Despite being a band that was formed parading clichés and tropes within a certain Grand Theft Auto game, Grove Street Families (8) have been cusping on the verge of notoriety following a string of esteemed shows which have included a performance at Download Festival. Despite this, the group have clearly remained grounded and loyal to the DIY ethos of hardcore and embody one of the most fundamental principles of this genre; to have as much of a good time as possible. Donning the mask of the local University mascot, the group bashfully charge though a set composed of material from last years Vol. 1.0 and the Las Venturas EP, which ultimately compliments the hedonistic atmosphere of tonight’s headliner Bar Fight. Whilst there’s still the expected energy and aggression of the hardcore genre present, there’s an viable sense of obnoxious amiability and contagious engagement that makes the band more appealing to those afraid of the violence presented by acts such as Back Down. There’s a transparent reason why this act are gaining infamy across the continent.
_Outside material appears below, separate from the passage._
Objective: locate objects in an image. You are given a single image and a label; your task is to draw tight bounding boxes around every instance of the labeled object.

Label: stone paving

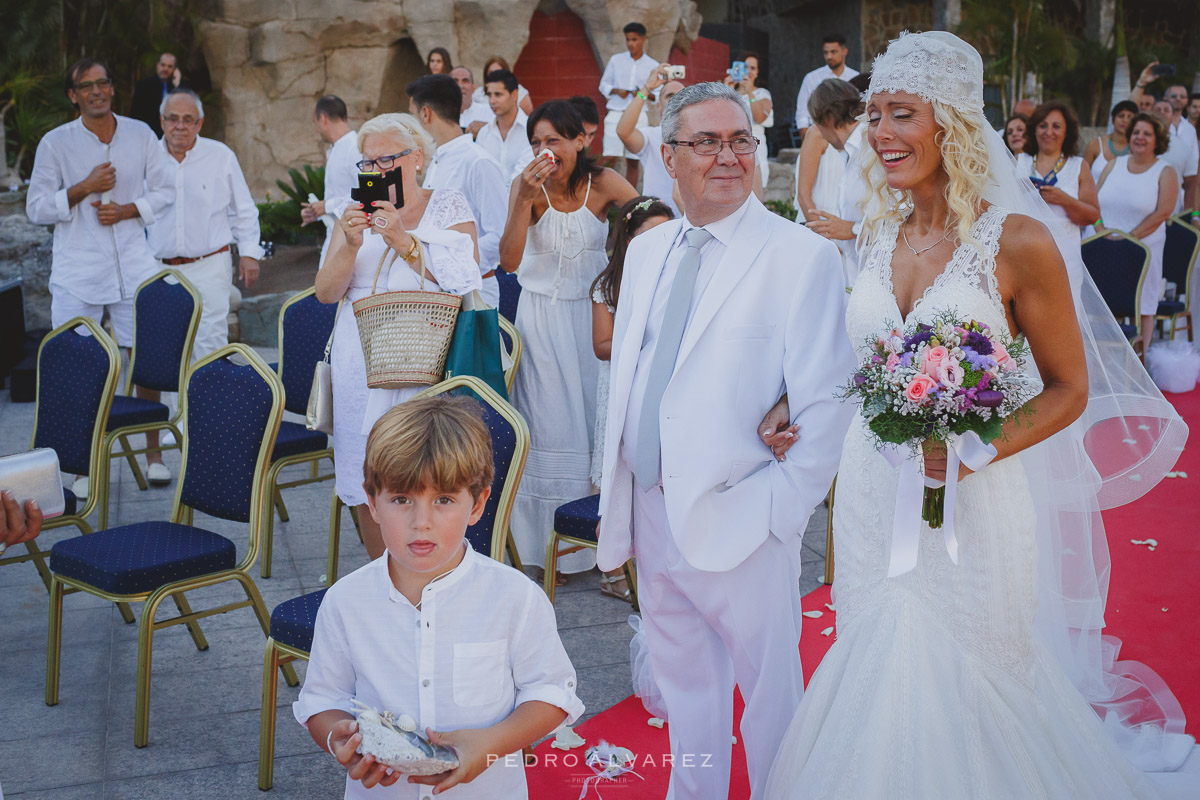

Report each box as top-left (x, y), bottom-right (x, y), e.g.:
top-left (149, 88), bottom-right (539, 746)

top-left (0, 350), bottom-right (826, 800)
Since their inception, Bar Fight (9) have cemented a blossoming hardcore scene within the scenic Cotswold region, much to the delight to locals who have been relying on touring acts to get their fix of drunken aggression. Whilst the majority of EP release parties ultimately prove to be nothing more than standard shows with the premise of new material, both the moniker of the party aspect and the band’s namesake come into fruition, with the majority present leaping for the mic to drunkenly bellow out tracks revolving around this very situation. Whilst this is undoubtedly chaotic hedonistic orientated hardcore in it’s purest form, tracks from Class War EP display a slightly more conscious knowledge on the troubling issues in society, and in turn, attacks them a fashion that resonates the authentic Bar Fight experience. This gives tracks from this release a vibrant sense of anger and resentment that complement their growth as musicians, but never see’s them remove their adolescent foundations in which they fully embody live, which are amplified to their maximum potential live tonight. Minor technical hitches aside, It’s a highly commendable sight to see this act play host to an array of extraordinary young talent and it’s undeniable that this act will be on people’s tongues up and down the country in time to come, both due to the excellence of Class War and because of their raucous live performances.